For Senghor on the Rocks a book metaphor was used to design a user interface providing functionalities users/ readers are already familiar with. Once "opened" every page of text in the virtual book is accompanied by a satellite view of the current location of the story. "As with a physical book, readers can judge the position in the novel by looking at the block of pages to the left and right of the current page. A virtual bookmark is automatically inserted when the reader leaves the page, to bring her back to that page with a single click on the next visit." The covers that have been designed for the three parts of the novel advertise their content and serve as the main entry points into the story. The collages for the covers – composed mainly from material recorded at original locations – focus on the book's content and by that obfuscate the technical aspects of the project. On the top level, these "covers" act as an iconographic representation of the project that frequently was quoted in the form of screen shots on blogs and other media.
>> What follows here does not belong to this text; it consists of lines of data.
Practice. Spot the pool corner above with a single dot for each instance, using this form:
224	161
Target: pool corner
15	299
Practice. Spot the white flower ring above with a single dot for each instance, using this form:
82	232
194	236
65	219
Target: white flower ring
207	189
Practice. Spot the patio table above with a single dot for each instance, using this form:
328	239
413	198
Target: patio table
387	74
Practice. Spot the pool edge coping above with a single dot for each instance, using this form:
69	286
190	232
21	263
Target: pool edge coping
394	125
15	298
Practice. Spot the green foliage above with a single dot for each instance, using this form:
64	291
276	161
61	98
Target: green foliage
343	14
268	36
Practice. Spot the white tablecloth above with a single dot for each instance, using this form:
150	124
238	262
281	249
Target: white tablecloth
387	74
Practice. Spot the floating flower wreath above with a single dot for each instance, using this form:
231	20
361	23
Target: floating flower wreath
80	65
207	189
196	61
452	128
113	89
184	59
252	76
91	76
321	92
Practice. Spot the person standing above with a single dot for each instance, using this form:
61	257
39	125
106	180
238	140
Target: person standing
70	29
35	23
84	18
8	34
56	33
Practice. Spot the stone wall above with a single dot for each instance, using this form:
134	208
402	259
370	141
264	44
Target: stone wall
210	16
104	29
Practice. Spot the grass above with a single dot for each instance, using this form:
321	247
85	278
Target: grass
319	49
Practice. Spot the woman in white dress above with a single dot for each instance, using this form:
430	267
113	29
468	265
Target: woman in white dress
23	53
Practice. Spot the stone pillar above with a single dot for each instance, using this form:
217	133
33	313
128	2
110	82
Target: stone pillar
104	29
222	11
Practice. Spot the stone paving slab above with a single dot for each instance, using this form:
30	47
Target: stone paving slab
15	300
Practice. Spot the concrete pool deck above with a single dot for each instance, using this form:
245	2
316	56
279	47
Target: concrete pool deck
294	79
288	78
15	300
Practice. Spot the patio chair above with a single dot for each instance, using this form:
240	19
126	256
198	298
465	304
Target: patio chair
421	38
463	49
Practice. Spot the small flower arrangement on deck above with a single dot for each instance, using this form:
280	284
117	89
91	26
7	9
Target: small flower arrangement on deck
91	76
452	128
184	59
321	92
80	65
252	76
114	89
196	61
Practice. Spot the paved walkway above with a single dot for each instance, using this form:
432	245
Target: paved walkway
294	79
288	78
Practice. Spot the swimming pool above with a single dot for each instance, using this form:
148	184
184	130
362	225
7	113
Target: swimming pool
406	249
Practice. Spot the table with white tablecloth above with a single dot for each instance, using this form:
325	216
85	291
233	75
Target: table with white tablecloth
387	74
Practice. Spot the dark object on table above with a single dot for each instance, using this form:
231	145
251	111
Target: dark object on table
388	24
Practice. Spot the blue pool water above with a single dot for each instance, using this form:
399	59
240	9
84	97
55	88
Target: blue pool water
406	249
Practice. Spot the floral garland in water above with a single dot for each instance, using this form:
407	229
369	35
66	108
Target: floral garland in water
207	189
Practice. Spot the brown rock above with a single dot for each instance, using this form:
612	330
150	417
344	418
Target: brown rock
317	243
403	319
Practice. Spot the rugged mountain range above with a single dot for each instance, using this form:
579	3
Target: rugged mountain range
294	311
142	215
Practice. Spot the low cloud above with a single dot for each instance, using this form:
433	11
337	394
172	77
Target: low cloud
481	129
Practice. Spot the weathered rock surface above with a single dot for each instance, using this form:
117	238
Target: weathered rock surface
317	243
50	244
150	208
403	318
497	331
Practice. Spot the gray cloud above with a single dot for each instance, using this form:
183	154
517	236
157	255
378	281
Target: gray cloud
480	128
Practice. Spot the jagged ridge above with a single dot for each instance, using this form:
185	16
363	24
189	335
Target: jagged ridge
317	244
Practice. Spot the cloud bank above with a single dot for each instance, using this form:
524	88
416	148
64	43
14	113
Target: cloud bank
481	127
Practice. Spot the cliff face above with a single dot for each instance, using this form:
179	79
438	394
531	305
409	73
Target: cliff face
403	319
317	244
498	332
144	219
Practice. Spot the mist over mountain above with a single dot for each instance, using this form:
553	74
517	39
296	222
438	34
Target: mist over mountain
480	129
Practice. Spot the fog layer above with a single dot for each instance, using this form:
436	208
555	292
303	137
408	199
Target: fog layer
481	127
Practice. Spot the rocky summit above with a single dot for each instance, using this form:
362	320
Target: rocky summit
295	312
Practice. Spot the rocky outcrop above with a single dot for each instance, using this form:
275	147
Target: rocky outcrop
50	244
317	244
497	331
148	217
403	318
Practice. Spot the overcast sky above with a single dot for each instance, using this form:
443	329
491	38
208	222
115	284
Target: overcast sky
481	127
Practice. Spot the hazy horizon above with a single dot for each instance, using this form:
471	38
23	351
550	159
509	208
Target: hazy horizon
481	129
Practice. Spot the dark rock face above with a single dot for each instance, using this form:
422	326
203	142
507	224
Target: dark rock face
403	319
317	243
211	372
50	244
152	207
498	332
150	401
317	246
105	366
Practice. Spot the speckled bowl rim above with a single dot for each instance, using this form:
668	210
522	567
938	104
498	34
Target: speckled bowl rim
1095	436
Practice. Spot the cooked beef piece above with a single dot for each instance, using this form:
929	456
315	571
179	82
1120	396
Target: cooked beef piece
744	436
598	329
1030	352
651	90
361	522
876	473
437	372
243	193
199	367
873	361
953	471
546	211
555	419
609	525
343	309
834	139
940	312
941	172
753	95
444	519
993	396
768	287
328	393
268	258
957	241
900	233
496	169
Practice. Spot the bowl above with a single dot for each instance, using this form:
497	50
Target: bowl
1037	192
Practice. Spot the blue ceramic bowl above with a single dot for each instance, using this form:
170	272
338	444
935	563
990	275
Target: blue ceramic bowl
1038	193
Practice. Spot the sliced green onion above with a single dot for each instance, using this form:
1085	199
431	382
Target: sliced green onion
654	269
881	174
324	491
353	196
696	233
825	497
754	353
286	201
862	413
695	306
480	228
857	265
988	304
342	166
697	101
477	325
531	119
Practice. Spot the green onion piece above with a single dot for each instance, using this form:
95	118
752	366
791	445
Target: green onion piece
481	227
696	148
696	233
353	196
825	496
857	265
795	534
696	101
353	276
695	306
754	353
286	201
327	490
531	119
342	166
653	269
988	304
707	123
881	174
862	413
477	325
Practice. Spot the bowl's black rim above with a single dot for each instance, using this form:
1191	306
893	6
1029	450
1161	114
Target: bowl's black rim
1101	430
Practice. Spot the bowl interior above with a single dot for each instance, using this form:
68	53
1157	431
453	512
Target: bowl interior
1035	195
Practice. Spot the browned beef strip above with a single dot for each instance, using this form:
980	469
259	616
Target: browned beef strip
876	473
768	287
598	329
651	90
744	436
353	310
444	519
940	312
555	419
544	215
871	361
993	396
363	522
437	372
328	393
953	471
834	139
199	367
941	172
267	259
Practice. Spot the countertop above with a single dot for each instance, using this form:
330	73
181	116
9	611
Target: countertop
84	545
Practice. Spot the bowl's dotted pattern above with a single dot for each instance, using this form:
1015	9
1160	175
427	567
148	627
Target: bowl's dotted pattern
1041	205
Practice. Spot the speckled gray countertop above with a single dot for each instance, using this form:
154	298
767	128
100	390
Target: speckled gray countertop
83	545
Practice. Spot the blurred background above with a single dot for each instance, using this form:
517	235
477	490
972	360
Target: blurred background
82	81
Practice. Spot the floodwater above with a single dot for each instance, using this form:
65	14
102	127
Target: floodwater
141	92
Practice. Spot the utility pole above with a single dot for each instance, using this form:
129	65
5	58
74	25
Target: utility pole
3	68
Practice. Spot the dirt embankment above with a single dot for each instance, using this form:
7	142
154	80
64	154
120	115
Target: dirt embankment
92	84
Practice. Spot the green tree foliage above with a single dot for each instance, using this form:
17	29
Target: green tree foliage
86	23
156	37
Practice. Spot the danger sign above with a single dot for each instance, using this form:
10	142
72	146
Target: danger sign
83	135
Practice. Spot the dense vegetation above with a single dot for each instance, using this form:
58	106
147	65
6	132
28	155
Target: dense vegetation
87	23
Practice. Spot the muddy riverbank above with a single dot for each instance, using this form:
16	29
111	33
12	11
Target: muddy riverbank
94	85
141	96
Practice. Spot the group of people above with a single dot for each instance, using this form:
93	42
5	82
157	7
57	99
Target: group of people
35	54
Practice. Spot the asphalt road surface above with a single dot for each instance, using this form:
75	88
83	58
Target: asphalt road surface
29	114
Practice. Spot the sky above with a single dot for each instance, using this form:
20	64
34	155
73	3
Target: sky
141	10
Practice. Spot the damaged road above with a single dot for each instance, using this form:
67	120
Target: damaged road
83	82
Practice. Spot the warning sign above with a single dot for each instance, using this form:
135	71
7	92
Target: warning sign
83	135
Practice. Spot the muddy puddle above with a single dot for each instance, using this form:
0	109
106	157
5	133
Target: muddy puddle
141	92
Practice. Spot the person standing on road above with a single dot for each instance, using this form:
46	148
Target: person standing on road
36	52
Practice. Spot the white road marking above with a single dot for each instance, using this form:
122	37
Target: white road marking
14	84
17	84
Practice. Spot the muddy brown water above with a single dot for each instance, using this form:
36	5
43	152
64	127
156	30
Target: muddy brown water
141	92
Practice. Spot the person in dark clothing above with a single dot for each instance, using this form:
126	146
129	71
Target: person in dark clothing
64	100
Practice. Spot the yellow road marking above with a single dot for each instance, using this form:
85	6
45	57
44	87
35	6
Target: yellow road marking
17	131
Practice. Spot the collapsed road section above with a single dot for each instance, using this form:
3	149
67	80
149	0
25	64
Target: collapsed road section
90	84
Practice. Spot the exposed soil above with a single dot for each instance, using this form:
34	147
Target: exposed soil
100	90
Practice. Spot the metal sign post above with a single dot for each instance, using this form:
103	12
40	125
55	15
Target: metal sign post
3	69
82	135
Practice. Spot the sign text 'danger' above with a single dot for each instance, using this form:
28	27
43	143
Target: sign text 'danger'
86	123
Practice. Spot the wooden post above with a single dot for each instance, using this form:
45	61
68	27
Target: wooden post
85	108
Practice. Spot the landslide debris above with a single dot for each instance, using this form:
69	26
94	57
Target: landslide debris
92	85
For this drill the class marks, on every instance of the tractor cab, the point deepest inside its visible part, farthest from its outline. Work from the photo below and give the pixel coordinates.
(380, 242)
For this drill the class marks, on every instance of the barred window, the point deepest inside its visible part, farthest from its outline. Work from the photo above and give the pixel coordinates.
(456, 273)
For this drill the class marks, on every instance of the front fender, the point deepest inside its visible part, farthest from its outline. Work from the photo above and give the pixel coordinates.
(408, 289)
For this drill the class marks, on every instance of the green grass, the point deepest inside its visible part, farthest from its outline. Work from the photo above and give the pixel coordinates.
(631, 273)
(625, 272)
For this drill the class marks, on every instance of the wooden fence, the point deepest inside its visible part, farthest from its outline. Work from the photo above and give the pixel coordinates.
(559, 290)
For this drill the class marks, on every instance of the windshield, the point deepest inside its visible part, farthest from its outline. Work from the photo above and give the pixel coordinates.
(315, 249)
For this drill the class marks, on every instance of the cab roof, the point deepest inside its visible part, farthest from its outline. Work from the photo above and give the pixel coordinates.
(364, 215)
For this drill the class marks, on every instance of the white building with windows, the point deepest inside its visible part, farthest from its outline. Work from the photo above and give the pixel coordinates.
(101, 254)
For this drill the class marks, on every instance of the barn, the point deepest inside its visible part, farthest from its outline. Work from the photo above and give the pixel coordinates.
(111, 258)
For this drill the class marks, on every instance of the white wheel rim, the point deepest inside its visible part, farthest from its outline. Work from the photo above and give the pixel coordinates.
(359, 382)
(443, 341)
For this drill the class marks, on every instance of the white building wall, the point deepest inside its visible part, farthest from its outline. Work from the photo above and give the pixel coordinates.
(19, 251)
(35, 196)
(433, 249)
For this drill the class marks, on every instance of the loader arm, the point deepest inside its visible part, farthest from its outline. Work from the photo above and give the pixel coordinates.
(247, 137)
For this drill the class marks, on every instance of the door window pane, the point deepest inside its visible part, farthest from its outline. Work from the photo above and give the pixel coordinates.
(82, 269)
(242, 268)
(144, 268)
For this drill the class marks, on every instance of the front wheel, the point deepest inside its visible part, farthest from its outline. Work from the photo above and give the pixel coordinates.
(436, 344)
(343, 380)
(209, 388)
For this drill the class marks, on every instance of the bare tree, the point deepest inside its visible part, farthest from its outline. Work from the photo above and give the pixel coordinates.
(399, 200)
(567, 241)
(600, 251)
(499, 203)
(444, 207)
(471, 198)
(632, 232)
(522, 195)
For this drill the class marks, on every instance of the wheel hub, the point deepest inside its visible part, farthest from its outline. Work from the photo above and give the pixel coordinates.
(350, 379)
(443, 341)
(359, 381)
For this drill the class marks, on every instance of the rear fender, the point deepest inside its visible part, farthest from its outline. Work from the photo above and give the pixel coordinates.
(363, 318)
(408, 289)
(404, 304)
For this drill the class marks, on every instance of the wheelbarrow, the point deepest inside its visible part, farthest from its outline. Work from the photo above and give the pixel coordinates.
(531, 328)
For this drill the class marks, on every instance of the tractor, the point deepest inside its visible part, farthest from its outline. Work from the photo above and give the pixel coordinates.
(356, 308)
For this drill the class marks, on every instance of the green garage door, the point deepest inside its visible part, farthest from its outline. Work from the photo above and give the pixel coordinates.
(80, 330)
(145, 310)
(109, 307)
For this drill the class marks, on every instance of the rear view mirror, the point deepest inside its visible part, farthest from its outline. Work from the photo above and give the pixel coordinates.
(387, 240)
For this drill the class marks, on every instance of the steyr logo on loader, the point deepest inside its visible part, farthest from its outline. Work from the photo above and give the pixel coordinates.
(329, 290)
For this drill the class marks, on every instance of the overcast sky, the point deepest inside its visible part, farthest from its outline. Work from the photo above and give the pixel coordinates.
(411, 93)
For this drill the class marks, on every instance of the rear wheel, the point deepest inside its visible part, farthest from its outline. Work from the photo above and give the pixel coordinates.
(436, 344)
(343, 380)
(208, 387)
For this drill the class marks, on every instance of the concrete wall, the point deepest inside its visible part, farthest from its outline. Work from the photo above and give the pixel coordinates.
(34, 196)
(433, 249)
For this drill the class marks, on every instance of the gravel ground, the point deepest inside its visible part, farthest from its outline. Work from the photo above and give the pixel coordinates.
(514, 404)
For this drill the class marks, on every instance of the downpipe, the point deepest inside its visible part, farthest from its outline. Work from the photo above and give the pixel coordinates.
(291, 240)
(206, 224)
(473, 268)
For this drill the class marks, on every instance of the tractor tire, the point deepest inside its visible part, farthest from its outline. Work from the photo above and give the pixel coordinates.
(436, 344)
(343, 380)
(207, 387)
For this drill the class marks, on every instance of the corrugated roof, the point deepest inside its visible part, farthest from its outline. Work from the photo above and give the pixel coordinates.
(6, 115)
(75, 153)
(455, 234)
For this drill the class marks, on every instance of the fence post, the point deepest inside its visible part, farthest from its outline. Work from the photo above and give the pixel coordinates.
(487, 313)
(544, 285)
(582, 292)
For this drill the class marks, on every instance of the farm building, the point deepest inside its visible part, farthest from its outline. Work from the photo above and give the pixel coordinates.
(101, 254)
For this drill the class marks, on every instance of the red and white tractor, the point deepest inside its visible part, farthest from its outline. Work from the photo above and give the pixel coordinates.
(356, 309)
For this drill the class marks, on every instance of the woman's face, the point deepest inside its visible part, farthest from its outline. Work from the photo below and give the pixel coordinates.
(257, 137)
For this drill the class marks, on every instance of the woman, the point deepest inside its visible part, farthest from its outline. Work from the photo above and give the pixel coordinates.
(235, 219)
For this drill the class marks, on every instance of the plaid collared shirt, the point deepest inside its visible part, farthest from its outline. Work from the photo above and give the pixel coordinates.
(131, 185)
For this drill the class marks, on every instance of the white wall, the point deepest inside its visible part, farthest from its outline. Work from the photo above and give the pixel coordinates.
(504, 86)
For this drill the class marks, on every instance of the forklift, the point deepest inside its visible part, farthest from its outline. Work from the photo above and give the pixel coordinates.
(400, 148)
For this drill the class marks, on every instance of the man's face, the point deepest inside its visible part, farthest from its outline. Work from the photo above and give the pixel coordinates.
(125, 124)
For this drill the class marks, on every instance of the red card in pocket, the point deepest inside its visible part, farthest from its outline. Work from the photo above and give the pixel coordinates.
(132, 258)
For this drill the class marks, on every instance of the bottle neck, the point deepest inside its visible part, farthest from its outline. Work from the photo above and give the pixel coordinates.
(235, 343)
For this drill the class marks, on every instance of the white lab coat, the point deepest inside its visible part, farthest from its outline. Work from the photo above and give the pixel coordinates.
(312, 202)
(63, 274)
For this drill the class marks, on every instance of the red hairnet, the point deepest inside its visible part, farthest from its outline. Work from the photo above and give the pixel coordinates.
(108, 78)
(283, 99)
This "book-a-like" interface results in constraints imposed on the interactive functionality usually expected in a web browser, e.g. zoom levels in the map pages are fixed to the value set by the producers of Senghor on the Rocks and cannot be changed by users. This has been interpreted as an intentional infringement of well established rules of online content presentation. Even though, the design contributed to the circulation and publicity the project has found and was highly valued by publications such as PAGE and Die Welt.

==Reception==

Articles in the online editions of some of Germany's biggest newspapers and weeklys such as Der Spiegel, Stern and Bild, international TV-features and numerous blog entries yielded continuous publicity for the project since its launch. 2010 Senghor in the Rocks was chosen for inclusion in the Electronic Literature Organization's Electronic Literature Collection Vol. 2. Annika Richterich/ University of Siegen scientifically deals with the project in her PhD thesis using Senghor on the Rocks alongside Charles Cumming's The 21 Steps, and the websites F.A.Z. Romanatlas, and Landvermesser as a showcase for what she entitles „Geomediale Literatur". In other publications the project is referred to as "locative narrative" and "geo-graphic novel".
Reactions in press and blogs have ranged from enthusiasm – "... this is very interesting, innovative, and down-right cool!", "...hugely impressive..." – to criticism: "Kokolores".